Low Iron and Vitamin D Play a Role

Nutritional deficiencies are an underappreciated cause of hair thinning, particularly in women. In a study of 50 women with pattern hair loss, 40% had very low ferritin (the protein that stores iron in your body) and another 34% had levels that were low but not critically so. Only about a quarter had normal ferritin levels. The vitamin D numbers were similarly striking: 54% were deficient and 38% were insufficient, meaning over 90% of women with hair thinning had suboptimal vitamin D.

Your body needs both iron and vitamin D to maintain the hair growth cycle. When levels drop, follicles can shift prematurely into their resting phase, causing hair to thin. This is worth checking with a simple blood test, especially if your thinning doesn’t fit the typical pattern of genetic hair loss or you’ve noticed other symptoms like fatigue or muscle weakness.

How to Tell What’s Causing Your Thinning

The pattern and speed of your hair loss are the best clues. Gradual thinning concentrated at the temples over months or years points toward genetic hair loss. Thinning along the hairline in areas where you feel tension from styling suggests traction alopecia. Sudden, diffuse shedding two to three months after a stressful event looks like telogen effluvium.

A few other conditions can mimic these patterns. Alopecia areata, an autoimmune condition, occasionally presents as larger patches of loss on the temples and sides rather than the classic round bald spots. And some thyroid disorders can cause widespread thinning that may be more noticeable at the sides. A dermatologist can distinguish between these causes through a physical exam and, if needed, blood work or a closer look at the follicles.

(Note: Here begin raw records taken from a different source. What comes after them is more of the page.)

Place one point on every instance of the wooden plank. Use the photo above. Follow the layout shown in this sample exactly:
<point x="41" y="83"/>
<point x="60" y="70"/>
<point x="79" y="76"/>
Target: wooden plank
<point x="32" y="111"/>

What Actually Helps With Regrowth

The most effective approach depends on the cause. For genetic hair loss, the over-the-counter topical treatment minoxidil remains the standard first option. It works by extending the growth phase of the hair cycle and increasing blood flow to the follicles. For men, DHT-blocking medications can slow or stop the follicle-shrinking process at the temples.

If you’re looking for a less conventional option, rosemary oil has some clinical support. A six-month trial comparing rosemary oil to 2% minoxidil found that both groups saw a significant increase in hair count, with no statistical difference between them. The rosemary oil group also reported slightly less scalp itching. It’s a single small study of 50 people, so the evidence is limited, but it’s a reasonable thing to try if you prefer a plant-based approach.

For traction alopecia, the treatment is straightforward: stop wearing the hairstyle causing the tension. Switch to looser styles, avoid tight braids and ponytails, and give your hairline time to recover. For nutritional causes, correcting the underlying deficiency through diet or supplementation often restores normal hair growth over several months.

Scalp massage is sometimes recommended as a way to stimulate growth. A small study of nine men found that daily scalp massage increased individual hair thickness after six months. That’s an encouraging finding, but the evidence base is thin. It’s unlikely to hurt and may modestly help, particularly as a complement to other treatments rather than a standalone fix.